Limitations & Future Work

  • Self-supervised pretraining is conducted only on each task's own training set, without leveraging large-scale external data.
  • The 3D U-Net backbone is relatively simple; adopting stronger architectures (e.g., nnU-Net V2, SwinUNETR) may yield further improvements.
  • Stage 3 requires parallel forward passes for all modality combinations (14 incomplete combinations for MRI), resulting in relatively high training cost.
  • Strategies for dynamically determining the minimum number of required modalities have not been explored.
  • The work inherits the masked reconstruction paradigm from MAE, the contrastive learning framework from SimCLR, and the teacher–student paradigm from knowledge distillation; its innovation lies in the organic integration of all three.
  • The reverse attention mechanism shares conceptual similarities with reverse attention in salient object detection.

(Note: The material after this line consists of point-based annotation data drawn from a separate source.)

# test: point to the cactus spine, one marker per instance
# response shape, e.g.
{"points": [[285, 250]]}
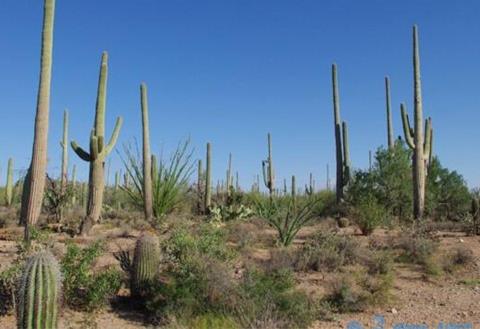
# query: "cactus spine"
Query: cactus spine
{"points": [[34, 184], [39, 293], [420, 143], [208, 178], [390, 139], [146, 259], [64, 146], [341, 146], [267, 169], [147, 165], [9, 185], [98, 152]]}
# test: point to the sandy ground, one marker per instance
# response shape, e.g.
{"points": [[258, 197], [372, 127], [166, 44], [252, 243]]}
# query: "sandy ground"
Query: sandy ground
{"points": [[417, 300]]}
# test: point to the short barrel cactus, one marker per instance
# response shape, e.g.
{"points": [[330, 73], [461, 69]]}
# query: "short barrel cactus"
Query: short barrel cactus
{"points": [[146, 260], [40, 288]]}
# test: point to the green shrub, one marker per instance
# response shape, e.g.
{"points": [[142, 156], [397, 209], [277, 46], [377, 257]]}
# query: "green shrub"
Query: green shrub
{"points": [[326, 251], [85, 289], [368, 213]]}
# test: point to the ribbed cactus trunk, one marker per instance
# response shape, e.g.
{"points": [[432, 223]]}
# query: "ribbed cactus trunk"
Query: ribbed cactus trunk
{"points": [[420, 144], [147, 165], [9, 184], [229, 175], [74, 184], [267, 169], [208, 180], [34, 185], [39, 294], [342, 149], [146, 260], [64, 145], [390, 139], [199, 187], [98, 152]]}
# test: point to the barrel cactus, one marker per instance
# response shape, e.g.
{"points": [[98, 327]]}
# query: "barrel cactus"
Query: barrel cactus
{"points": [[40, 288], [146, 259]]}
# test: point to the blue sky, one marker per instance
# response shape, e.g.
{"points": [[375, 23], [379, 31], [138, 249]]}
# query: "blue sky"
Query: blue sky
{"points": [[230, 71]]}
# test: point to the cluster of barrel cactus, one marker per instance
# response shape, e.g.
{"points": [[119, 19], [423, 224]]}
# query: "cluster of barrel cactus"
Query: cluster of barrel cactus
{"points": [[39, 293]]}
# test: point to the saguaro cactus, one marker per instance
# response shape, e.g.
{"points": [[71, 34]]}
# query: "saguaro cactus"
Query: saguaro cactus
{"points": [[147, 165], [9, 184], [341, 146], [64, 146], [390, 139], [40, 288], [98, 152], [267, 169], [146, 259], [74, 184], [34, 184], [420, 144], [208, 178], [229, 178]]}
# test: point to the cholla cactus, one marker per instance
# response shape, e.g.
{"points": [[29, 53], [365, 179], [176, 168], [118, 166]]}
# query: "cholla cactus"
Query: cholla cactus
{"points": [[146, 259], [39, 295]]}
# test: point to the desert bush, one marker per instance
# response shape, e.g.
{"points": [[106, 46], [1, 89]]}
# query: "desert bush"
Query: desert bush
{"points": [[169, 178], [368, 213], [447, 196], [326, 251], [85, 289]]}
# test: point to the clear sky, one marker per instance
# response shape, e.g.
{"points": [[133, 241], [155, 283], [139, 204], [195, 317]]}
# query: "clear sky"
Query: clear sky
{"points": [[230, 71]]}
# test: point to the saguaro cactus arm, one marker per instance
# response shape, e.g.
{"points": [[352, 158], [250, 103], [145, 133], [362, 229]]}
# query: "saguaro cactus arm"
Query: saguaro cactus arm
{"points": [[407, 130]]}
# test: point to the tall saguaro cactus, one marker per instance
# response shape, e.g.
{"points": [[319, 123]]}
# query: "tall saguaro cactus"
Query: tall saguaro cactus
{"points": [[9, 184], [390, 139], [208, 179], [418, 140], [35, 180], [267, 169], [147, 164], [64, 146], [341, 141], [98, 152], [40, 288]]}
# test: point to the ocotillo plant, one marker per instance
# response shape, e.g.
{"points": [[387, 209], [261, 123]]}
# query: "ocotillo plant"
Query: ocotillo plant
{"points": [[267, 169], [341, 146], [9, 184], [40, 288], [390, 139], [146, 259], [208, 180], [147, 165], [98, 152], [64, 146], [418, 140], [34, 184]]}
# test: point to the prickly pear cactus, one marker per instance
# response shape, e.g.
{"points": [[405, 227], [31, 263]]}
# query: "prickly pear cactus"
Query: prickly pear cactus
{"points": [[40, 288], [146, 259]]}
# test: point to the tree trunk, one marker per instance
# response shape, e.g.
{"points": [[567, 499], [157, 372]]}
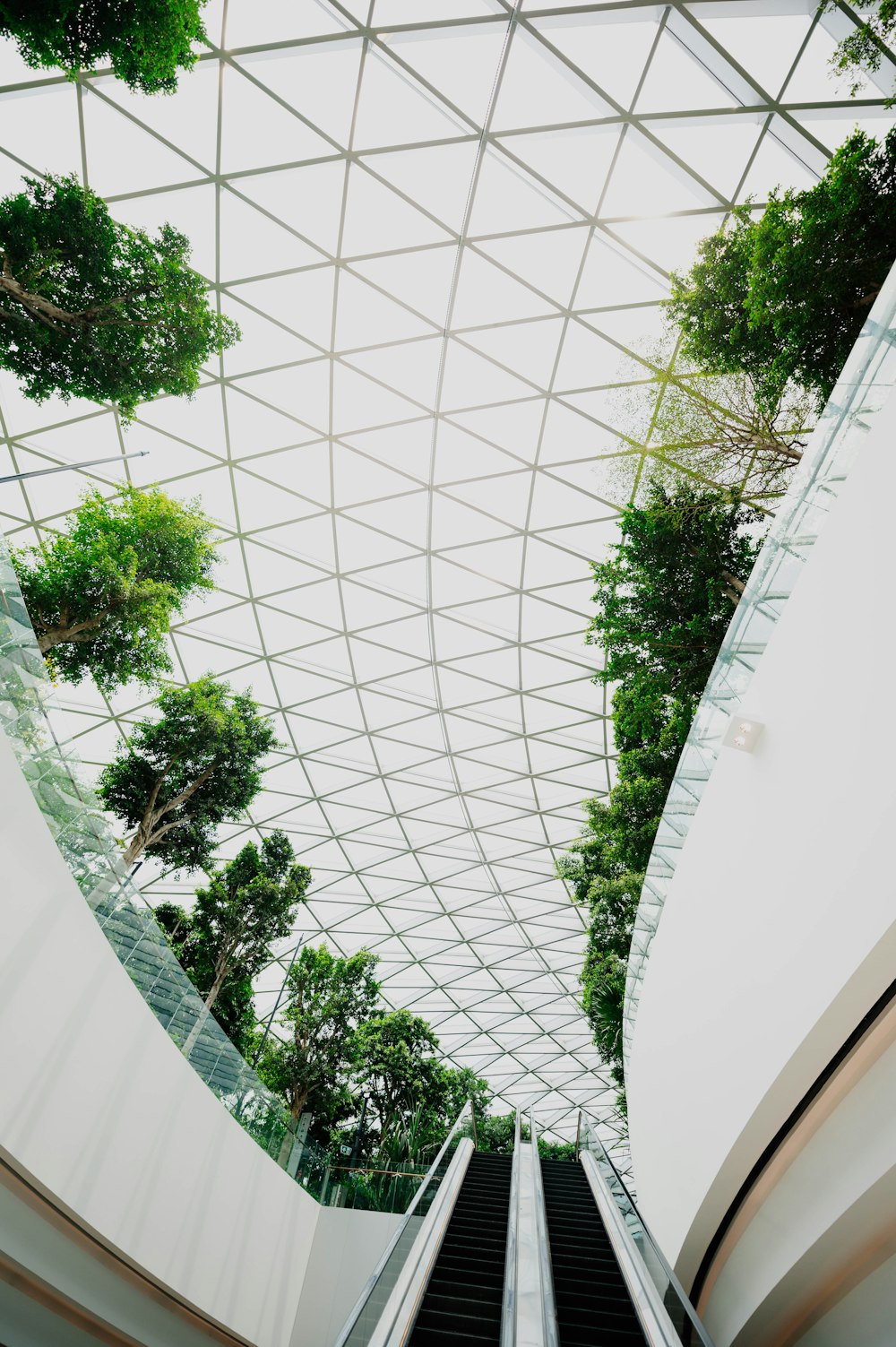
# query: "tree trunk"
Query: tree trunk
{"points": [[220, 978], [735, 586], [53, 636], [135, 846]]}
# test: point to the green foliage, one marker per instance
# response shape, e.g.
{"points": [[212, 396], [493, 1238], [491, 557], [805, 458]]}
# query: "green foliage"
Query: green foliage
{"points": [[665, 600], [233, 1007], [147, 42], [101, 596], [668, 593], [184, 773], [92, 308], [784, 295], [401, 1071], [708, 427], [249, 902], [864, 47], [328, 999], [495, 1133]]}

  • The framework provides direct reference value for designing robust AI systems that handle missing modalities in clinical settings.

Rating

  • Novelty: ⭐⭐⭐⭐ The hierarchical self-supervised compensation integration is novel, and the reverse attention adapter is elegantly designed.

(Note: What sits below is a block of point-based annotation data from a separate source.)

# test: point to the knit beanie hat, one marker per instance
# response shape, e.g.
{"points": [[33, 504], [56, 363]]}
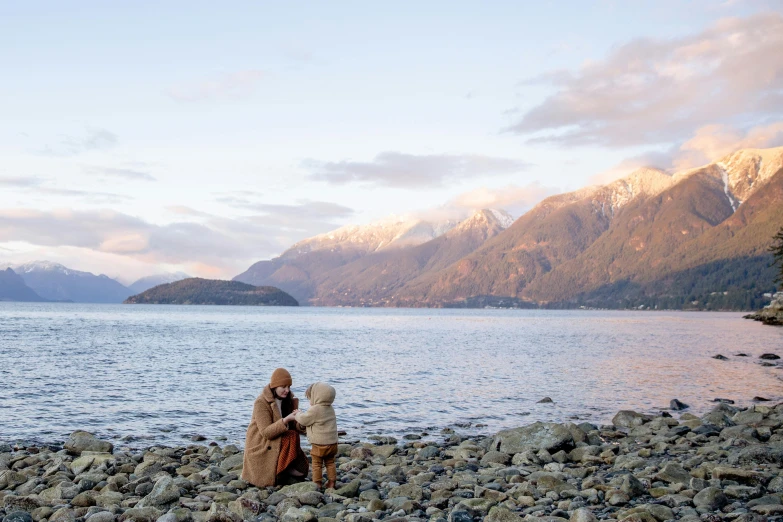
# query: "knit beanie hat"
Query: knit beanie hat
{"points": [[280, 377]]}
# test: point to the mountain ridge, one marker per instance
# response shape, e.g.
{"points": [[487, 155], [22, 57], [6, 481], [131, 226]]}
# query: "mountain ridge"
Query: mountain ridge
{"points": [[638, 236]]}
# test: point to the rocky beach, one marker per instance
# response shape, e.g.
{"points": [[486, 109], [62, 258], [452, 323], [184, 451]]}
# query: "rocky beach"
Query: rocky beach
{"points": [[724, 465], [772, 314]]}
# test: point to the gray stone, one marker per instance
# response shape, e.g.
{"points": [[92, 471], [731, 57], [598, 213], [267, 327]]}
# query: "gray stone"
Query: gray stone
{"points": [[80, 441], [743, 476], [295, 514], [629, 419], [148, 514], [538, 436], [749, 417], [299, 487], [410, 491], [710, 498], [582, 515], [18, 516], [632, 486], [233, 462], [163, 493], [496, 457], [673, 473], [502, 514], [757, 454], [428, 452], [63, 515], [350, 490]]}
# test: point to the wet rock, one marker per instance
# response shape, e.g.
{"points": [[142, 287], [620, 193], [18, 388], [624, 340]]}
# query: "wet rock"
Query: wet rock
{"points": [[743, 476], [632, 486], [18, 516], [147, 514], [757, 454], [538, 436], [673, 473], [710, 498], [63, 515], [502, 514], [163, 493], [629, 419], [351, 489]]}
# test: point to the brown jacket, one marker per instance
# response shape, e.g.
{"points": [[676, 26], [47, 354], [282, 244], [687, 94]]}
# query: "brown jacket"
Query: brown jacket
{"points": [[320, 420], [262, 443]]}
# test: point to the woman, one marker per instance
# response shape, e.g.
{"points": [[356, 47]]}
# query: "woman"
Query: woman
{"points": [[273, 455]]}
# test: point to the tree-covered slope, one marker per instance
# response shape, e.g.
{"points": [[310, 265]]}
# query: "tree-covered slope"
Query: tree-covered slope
{"points": [[197, 291]]}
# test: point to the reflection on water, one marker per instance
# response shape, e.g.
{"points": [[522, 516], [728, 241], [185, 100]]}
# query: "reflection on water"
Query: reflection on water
{"points": [[164, 373]]}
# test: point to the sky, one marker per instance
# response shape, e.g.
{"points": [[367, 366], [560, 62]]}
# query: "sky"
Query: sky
{"points": [[141, 137]]}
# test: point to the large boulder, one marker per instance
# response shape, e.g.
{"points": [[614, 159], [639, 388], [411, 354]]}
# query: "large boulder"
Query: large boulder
{"points": [[710, 498], [629, 419], [163, 493], [757, 454], [80, 441], [540, 435]]}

  • Experimental Thoroughness: ⭐⭐⭐⭐⭐ Four distinct tasks, 21 modality combinations, and extremely detailed ablation studies provide highly compelling evidence.
  • Writing Quality: ⭐⭐⭐⭐ Method description is clear and complete; the three-stage pipeline is intuitively visualized.
  • Value: ⭐⭐⭐⭐⭐ The work addresses a practical pain point in multimodal segmentation; the unified-parameter design has significant implications for clinical deployment.